Associazione Intermediari Mercati Finanziari - ASSOSIM

The draft RTS introduces, also for eligible liabilities, the deduction of the whole authorized plafond from the moment the authorisation is granted.
In this regard, we would welcome a "deduction on usage" approach, i.e. that eligible liabilities subject to buy back or market making activities are deducted when such activities are effectively carried out.
The draft RTS envisages a limit – equal to 3% of the outstanding stock of eligible liabilities - to the amount of eligible liabilities which can be subject to market making and other secondary market activities. Such limit - which is not envisaged in the level 1 text (CRR2) and, as such, is set ex novo in the draft RTS – raises some fundamental issues, such as:
- Market making volumes for senior (plain vanilla or structured) bonds are much higher than own funds. The market making of eligible liabilities, in particular of senior vanilla or structured bonds sold to private investors, is featured by volumes that are not comparable with own funds. As such, the adoption of the same quantitative threshold in force for own funds (3%) in the case of eligible liabilities would be totally incompatible with the current market volumes of these instruments;
- Impact on retail investors.

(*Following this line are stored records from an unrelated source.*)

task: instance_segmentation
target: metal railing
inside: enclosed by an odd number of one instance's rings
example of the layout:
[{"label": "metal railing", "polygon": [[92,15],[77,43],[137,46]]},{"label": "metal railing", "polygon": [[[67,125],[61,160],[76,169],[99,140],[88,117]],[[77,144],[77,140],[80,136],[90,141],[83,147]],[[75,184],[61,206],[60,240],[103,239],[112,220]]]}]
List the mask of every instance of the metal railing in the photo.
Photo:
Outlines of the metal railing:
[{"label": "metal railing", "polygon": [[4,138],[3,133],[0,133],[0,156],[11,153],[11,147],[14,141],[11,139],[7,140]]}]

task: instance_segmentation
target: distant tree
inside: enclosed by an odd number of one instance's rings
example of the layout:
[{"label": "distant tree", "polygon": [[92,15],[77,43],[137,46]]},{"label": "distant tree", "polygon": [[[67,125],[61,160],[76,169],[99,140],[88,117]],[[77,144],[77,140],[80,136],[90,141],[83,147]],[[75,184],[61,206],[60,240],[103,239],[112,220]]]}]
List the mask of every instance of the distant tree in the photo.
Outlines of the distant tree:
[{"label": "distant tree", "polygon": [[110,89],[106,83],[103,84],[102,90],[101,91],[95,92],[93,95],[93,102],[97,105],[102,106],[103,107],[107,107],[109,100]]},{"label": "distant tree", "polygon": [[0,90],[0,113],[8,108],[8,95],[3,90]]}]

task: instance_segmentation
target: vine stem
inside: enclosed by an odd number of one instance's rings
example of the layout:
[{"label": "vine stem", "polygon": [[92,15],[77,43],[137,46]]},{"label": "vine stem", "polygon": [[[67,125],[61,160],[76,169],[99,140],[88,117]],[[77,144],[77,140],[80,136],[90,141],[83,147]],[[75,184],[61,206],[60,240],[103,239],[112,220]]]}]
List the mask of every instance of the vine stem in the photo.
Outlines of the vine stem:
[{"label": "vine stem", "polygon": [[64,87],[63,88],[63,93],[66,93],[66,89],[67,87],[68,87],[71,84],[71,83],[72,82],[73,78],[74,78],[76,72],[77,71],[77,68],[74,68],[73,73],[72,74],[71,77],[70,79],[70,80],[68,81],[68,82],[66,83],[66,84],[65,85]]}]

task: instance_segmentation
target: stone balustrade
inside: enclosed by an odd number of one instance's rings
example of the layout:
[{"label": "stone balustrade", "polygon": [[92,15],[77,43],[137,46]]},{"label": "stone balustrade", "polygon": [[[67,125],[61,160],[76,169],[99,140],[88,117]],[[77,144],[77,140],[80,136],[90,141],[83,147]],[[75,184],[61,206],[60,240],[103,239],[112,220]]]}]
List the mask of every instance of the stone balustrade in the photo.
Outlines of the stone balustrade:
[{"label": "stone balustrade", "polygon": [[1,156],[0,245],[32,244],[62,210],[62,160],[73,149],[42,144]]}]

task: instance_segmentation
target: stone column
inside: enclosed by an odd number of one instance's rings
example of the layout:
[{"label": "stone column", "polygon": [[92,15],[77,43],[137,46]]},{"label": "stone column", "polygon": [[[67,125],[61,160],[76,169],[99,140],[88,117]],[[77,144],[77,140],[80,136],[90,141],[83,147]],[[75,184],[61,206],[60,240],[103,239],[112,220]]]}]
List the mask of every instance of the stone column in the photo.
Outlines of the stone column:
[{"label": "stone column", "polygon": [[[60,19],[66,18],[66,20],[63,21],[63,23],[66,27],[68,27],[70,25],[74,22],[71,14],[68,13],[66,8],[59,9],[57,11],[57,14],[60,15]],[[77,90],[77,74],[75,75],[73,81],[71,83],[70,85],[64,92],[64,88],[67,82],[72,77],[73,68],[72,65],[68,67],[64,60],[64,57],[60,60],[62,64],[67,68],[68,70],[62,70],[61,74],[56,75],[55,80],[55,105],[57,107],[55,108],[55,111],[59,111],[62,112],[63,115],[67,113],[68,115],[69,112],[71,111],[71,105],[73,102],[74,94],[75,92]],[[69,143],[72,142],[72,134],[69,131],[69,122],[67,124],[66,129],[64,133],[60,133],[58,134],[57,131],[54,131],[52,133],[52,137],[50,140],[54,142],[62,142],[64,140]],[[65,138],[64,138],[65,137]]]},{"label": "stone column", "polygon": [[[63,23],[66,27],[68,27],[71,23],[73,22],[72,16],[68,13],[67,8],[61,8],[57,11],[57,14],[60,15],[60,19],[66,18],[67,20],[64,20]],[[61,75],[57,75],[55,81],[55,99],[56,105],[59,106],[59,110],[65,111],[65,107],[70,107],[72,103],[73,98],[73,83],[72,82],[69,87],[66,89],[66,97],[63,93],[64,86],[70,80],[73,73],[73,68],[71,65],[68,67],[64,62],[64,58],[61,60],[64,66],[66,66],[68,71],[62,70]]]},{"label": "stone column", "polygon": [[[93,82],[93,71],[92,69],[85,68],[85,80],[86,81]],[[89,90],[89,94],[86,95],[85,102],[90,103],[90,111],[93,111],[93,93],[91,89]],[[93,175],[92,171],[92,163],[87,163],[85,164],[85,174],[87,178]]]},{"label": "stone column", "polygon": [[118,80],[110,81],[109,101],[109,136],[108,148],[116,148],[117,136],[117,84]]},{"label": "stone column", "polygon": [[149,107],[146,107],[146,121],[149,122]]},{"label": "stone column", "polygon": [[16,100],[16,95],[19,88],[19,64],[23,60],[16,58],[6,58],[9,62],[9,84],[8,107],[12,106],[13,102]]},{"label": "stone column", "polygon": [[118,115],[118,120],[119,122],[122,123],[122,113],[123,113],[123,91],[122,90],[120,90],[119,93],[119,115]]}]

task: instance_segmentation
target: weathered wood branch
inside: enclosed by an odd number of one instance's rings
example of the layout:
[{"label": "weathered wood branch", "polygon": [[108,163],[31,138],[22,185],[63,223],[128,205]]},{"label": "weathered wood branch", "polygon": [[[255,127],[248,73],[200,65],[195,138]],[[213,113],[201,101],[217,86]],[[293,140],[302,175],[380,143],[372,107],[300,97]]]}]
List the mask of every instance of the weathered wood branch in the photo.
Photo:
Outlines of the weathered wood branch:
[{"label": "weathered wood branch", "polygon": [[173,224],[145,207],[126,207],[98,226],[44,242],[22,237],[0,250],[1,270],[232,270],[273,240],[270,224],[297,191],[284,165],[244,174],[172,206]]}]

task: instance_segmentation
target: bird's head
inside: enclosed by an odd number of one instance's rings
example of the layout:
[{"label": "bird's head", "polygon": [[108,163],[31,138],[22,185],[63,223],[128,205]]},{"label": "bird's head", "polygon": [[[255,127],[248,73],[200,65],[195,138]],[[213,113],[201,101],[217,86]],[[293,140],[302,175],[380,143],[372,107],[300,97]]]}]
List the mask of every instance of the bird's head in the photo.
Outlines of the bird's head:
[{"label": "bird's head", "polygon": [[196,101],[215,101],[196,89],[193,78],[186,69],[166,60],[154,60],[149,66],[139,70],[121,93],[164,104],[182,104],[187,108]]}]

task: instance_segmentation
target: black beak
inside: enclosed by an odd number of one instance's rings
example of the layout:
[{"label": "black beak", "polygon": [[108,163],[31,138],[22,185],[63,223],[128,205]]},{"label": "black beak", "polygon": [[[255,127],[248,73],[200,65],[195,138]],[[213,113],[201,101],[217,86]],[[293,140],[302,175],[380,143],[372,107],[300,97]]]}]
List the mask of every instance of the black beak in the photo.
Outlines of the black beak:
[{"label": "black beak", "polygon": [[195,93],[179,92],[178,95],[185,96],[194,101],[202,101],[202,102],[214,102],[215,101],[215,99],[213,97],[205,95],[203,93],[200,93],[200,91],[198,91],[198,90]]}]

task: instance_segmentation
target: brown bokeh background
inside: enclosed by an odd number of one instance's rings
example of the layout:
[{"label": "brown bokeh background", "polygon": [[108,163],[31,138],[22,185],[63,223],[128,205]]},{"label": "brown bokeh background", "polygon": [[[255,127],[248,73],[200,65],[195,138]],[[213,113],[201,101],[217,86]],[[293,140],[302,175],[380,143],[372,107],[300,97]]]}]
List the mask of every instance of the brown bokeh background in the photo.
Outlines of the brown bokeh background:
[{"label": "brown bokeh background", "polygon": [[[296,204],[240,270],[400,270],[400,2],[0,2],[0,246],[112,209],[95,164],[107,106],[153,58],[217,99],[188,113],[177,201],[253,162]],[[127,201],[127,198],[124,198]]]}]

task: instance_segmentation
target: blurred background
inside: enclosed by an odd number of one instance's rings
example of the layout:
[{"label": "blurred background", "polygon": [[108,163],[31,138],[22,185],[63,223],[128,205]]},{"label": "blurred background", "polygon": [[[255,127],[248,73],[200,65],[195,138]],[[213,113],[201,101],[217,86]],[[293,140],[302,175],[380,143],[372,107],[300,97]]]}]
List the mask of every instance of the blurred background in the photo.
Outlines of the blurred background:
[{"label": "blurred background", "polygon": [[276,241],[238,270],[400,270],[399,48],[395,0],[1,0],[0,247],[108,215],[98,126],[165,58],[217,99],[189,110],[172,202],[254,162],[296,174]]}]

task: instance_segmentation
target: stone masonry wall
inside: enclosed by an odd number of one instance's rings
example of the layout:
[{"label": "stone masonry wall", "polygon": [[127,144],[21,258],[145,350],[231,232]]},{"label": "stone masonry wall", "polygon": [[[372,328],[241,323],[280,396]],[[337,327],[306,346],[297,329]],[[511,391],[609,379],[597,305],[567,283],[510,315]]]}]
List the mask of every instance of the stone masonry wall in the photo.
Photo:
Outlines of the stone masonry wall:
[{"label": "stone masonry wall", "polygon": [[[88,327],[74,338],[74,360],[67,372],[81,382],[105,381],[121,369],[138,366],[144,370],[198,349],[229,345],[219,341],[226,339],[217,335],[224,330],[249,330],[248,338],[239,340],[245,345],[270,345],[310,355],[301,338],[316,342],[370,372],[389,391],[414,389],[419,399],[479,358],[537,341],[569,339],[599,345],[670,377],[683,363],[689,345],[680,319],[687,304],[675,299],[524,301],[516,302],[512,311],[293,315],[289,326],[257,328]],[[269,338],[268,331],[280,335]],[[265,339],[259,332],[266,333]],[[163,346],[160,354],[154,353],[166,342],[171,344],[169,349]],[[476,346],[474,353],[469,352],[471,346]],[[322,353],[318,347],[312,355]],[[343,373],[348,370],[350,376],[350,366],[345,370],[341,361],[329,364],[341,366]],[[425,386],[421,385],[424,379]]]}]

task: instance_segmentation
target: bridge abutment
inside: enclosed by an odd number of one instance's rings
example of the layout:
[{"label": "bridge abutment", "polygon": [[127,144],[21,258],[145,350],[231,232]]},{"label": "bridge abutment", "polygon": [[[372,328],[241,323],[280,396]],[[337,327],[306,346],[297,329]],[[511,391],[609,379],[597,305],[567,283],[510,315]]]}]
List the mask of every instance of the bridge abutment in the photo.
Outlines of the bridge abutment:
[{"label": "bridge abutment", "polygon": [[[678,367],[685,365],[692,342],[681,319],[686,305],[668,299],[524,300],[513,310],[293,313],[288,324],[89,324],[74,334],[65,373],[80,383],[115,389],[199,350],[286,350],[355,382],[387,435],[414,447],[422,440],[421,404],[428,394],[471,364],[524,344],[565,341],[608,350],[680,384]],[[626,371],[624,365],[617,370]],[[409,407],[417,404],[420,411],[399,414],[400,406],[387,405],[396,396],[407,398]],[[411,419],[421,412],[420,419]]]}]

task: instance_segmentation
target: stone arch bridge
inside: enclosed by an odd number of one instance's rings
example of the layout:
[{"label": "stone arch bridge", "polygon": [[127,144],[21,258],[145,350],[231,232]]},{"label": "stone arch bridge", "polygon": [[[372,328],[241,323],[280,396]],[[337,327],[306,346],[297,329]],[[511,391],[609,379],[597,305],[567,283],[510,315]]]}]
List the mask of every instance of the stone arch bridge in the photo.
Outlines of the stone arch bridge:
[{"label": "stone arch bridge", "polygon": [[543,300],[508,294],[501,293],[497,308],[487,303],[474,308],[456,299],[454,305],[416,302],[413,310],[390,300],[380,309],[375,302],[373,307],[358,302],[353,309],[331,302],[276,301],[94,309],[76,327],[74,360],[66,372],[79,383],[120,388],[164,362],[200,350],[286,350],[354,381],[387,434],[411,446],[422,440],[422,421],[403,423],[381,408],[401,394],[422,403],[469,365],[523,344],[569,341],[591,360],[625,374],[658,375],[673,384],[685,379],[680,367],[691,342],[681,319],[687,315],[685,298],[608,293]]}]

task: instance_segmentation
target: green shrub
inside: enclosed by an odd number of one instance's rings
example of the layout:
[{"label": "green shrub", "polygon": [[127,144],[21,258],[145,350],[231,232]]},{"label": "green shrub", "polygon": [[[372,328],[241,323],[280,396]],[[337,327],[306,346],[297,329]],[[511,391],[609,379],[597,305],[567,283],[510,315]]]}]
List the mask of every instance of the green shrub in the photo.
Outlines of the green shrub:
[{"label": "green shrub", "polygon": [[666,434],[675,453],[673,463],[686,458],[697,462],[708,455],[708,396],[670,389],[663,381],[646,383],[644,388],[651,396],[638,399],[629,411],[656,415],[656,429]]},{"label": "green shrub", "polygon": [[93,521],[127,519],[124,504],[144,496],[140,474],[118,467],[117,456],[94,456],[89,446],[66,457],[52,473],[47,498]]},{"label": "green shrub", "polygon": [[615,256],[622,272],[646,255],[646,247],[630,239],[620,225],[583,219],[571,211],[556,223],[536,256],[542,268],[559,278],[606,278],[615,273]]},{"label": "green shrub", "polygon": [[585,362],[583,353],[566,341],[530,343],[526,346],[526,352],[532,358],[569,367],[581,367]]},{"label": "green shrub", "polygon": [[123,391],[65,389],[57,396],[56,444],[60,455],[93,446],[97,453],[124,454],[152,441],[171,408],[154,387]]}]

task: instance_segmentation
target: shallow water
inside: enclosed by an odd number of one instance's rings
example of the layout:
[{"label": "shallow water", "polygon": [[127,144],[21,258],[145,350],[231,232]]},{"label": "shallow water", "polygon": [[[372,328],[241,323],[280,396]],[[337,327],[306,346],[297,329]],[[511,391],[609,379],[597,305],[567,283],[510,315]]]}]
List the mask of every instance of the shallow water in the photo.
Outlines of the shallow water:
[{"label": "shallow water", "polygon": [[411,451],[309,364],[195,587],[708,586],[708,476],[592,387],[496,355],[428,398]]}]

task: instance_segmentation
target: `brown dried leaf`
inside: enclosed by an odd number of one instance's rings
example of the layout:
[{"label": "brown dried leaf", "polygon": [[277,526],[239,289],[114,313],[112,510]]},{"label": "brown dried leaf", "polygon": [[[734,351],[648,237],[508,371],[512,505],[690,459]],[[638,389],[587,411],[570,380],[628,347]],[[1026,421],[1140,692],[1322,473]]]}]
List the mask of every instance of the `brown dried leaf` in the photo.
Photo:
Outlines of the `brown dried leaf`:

Contrarily to own funds and TLAC instruments, senior plain vanilla and structured bonds tend to be distributed by banks to retail investors with significant amounts. The imposed limit would reduce liquidity on many of the outstanding instruments and in extreme cases it would prevent retail investors from closing their positions;
- Unlevel playing field with non-EU banks. Non-EU banks do not have such a hard limit on market making. This would give them a strong competitive advantage both in funding cost terms (higher flexibility in increasing and decreasing their own liabilities) and in market making activities on European banks' issuances;
- Financial sustainability of funding costs. The 3% limit is expected to result in a negative funding cost impact for banks, given that an institution may be forced to refinance some instruments without the ability to call them.
We would therefore welcome the removal of the 3% limit.